If you’re a fan of coffee, spend any time in fancy coffee shops or have a penchant for Kickstarter, you’ll probably have stumbled across Fellow at some point along the way. The nine-year-old hardware startup just closed a $30 million round of funding, and I decided to have a chat with the founder to figure out why, after bootstrapping for this many years, the company chose to go the venture capital route.
The company started its life on Kickstarter with the Duo coffee steeper back in 2013, followed by the now-iconic Stagg electric pour-over kettle in 2016, and the Ode grinder a bit later, in 2019. In addition to the Kickstarter campaigns, the company has launched a suite of products for caffeine intake, including cups, vacuum-sealed storage containers and much more.

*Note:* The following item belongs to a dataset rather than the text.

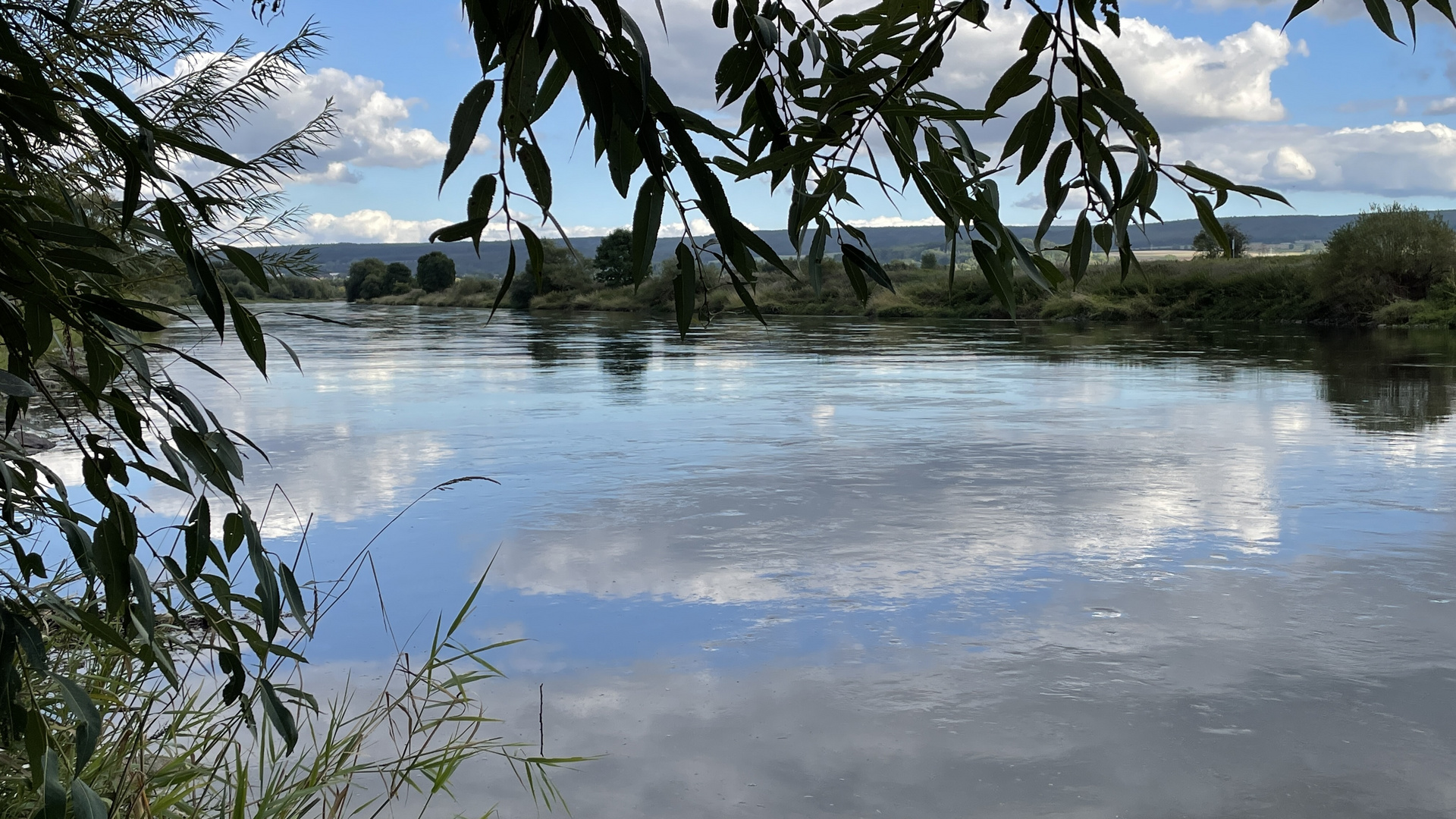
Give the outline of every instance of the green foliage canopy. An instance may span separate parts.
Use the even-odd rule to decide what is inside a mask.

The company announced a $30 million Series B funding round led by NextWorld Evergreen. The funding will be used to accelerate product innovation, bolster educational content, expand retail and recruit additional top talent. Benchmark’s Peter Fenton and other angel investors also participated in the round.
I spoke to Jake Miller, the company’s founder and CEO, to get some more details about what the plan is going forward, and how the company got to where it is today.
“Over the years, we’ve learned that achieving our mission to help customers make exceptional coffee at home is more than just about great product design; it’s also about giving them access to the best quality beans and equipping them with guidance on how to use those products,” says Miller. “This new funding will allow us to expand what we do and move our brand into this position.”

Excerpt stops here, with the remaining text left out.